Research findings on a 200-300-year-old skull found in a wall in Coeymans – the subject of recent news accounts – will be one of the topics discussed during a series of free weekly lectures on “Research in Archaeology” at the New York State Museum.

The five lectures will be held every Wednesday through March 28 at 12:10 p.m. in the Huxley Theater. Lecture topics and dates are:

February 29 – “The Archaeology of Eurocentrism.” Historical archaeologists study the role of Europeans in post-1500 history, but sometimes this research is labeled Eurocentric. Dr. Charles Orser, curator of Historical Archaeology, will address the problems of adopting a purely emotional view of Eurocentrism and argue instead for its examination.

March 7 – “Preserve, Protect, Document: Archaeology of the Bailey Site, Onondaga County, New York” The State Museum’s Cultural Resource Survey Program assists state and federal agencies in meeting their historic preservation mandates by documenting and preserving cultural remains before they are lost through construction. State Archaeologist Dr. Christina Rieth will discuss the Bailey site and stewardship activities carried out at this 15th-century horticultural hamlet.

March 14 – “Learning from Pottery.” Broken pieces of pottery, or sherds, are one of the most common artifacts recovered from archaeological sites younger than 3,000 years old. Dr. John P. Hart, director of the State Museum’s Research & Collections division, will discuss recently completed research on sherds that provides information on how Native Americans interacted across what is now New York state.

March 21 – “The Skull in the Wall: The Case of the Coeymans Lady.” The discovery of a human skull during repairs to the stone foundation at the historic Coeymans House in southern Albany County raised many questions about the person’s identity and manner of death.
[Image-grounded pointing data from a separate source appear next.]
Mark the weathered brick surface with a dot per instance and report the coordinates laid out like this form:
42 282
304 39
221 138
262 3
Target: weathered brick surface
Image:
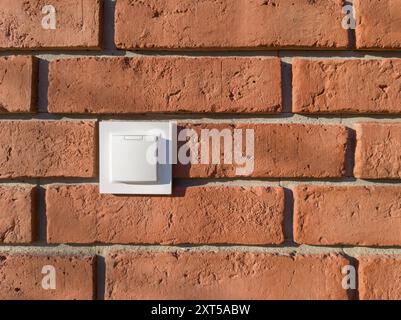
379 278
347 86
280 150
17 214
18 84
197 215
22 277
78 25
378 151
223 275
158 84
242 24
378 24
349 215
47 149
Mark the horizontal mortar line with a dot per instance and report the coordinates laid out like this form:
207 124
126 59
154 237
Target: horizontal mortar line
105 249
285 118
199 182
283 54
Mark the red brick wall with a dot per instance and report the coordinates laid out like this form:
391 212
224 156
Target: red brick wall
324 103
Lisa Anderson, curator of bioarchaeology, will take a closer look at the skeletal evidence and historical context of the case.

March 28 – “Cache and Carry: New Insights on Ice Age Technology of New York Paleoindians.” New York’s first people colonized the state at the end of the Ice Age. Ranging widely across New York and beyond, many have wondered how these hunter gatherers created a portable stone technology compatible with their mobile way of life. Dr. Jonathan Lothrop, curator of archaeology, describes new insights from the study of a Paleoindian stone tool cache discovered in the upper Susquehanna Valley.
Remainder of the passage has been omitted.